For most of human history, nearly everyone lived in conditions of poverty, squalor and deprivation. But, ever since the Industrial Revolution, we have had a tool to overcome that! That tool is capitalism, which, when combined with science and technology, has proven itself to be a powerful engine of economic growth. The greatest virtue of capitalism is that it creates wealth, rather than just shuffling it around. Capitalism rewards the development of more efficient ways of making and doing things, from agricultural techniques that produce larger and more reliable yields of food, to industrial manufacturing methods that create far greater quantities of goods than could ever be made by hand. Although this does cause hardship for people whose ways of making a living become obsolete, in the long run it benefits everyone, because the human resources that are freed up can find new employment in other, more productive areas and increase the net wealth of society further still.
And when we can create wealth, we are freed from the Darwinian struggle for physical survival. We need not spend every moment in cutthroat competition for necessary resources. We are no longer limited by what untamed nature provides us. By using our ingenuity and our will to shape our environment, we can all be lifted up by economic growth that benefits every member of a society, creating more abundance than past eras had dreamed of. As opposed to traditional pastoral or hunter-gatherer societies, where the net wealth and range of opportunities open to a person was small, industrial society offers an enormously greater field of opportunity and abundance.
Although the process of economic competition causes hardship, it is necessary, because meritocracy is an essential part of capitalism.
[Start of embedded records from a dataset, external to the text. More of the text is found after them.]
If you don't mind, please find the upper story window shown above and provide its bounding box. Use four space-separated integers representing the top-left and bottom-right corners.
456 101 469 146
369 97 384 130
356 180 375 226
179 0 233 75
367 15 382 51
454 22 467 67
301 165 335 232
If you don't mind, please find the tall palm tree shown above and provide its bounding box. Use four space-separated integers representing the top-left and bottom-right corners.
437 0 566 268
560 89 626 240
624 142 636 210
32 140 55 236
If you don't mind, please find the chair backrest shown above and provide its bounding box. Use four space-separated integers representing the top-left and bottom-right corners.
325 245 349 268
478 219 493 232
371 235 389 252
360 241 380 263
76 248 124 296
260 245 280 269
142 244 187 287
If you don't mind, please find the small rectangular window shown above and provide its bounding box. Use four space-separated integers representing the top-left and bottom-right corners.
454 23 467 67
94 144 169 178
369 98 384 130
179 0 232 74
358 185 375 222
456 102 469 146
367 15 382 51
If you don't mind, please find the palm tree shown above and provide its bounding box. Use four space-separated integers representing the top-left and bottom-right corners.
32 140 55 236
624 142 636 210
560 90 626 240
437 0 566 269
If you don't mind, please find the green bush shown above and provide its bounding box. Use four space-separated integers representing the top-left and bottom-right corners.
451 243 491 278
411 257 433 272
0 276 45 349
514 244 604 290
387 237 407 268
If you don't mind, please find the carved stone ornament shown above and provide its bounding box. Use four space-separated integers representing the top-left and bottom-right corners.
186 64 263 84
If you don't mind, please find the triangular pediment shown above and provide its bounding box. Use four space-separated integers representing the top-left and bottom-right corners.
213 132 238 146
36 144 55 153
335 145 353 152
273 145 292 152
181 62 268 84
It’s the way in which the good ideas which produce more wealth flourish and spread, while bad, inefficient or outdated ideas are selected against and disappear. But the important point is that competition and meritocracy are a means to an end. They are not the end in themselves.
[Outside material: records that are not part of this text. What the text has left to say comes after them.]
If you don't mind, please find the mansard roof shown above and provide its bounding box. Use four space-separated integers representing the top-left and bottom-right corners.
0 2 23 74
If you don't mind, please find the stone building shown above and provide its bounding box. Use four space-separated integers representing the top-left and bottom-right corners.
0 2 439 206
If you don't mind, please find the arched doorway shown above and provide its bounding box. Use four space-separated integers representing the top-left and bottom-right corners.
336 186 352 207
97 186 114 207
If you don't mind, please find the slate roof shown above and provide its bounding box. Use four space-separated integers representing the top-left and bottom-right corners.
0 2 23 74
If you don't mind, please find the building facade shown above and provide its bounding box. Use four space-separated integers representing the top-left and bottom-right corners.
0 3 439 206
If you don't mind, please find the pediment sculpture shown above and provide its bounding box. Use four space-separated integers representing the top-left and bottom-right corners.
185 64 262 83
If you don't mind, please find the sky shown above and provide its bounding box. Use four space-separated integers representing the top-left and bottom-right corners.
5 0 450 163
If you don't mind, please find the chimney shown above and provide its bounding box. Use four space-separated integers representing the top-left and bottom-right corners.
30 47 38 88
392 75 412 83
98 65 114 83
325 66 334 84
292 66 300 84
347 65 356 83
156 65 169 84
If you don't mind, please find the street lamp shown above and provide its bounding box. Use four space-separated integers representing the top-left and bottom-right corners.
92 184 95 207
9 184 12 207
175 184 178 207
Some people, especially libertarians, seem not to grasp this. They act as if competition itself was the end, as if inequality was the end – and this is absurd. The purpose of the economy is, or at least should be, to produce happiness, not to produce winners and losers. Competition is merely the means; the end is producing greater wealth and greater opportunity, and with them, greater well-being for all members of society.
This is why progressive, redistributive taxation is a vital part of any civilized state’s economic policy. Those libertarian philosophies which would allow individuals to accumulate unlimited wealth without interference have lost sight of why an economy and a state exist in the first place. By allowing some people to acquire unlimited wealth, they have implicitly decided that their goal is happiness not for everyone, but only for a privileged few. By any reasonable standard of morality, this is wrong. By aiming at a suboptimal standard, they would construct a state that enjoys less prosperity and less happiness in general, and such nations will inevitably be outcompeted by those that ensure a fair distribution of basic resources.
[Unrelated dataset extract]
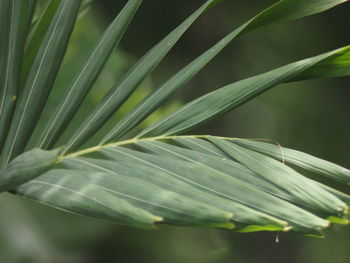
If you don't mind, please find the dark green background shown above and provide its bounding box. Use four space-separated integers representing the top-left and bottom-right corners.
0 0 350 263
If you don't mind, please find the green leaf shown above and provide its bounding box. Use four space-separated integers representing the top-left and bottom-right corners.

We should not help people with no reasonable expectation of repayment. If there are people who want to be free-riders, who want to take advantage of others’ effort and not contribute in return, then by all means, cut them off. This conclusion flows from the same principle that implies taxation of the wealthy: namely, the principle that all people should do their part in contributing to society. The point of a meritocracy is that people should be rewarded commensurate with their effort. But they should also, as a precondition of participating in society, contribute to that society commensurate with their ability to do so. By spreading the wealth around, we create a better, more prosperous community – one that any rational person should prefer to join – than could ever be achieved by other methods.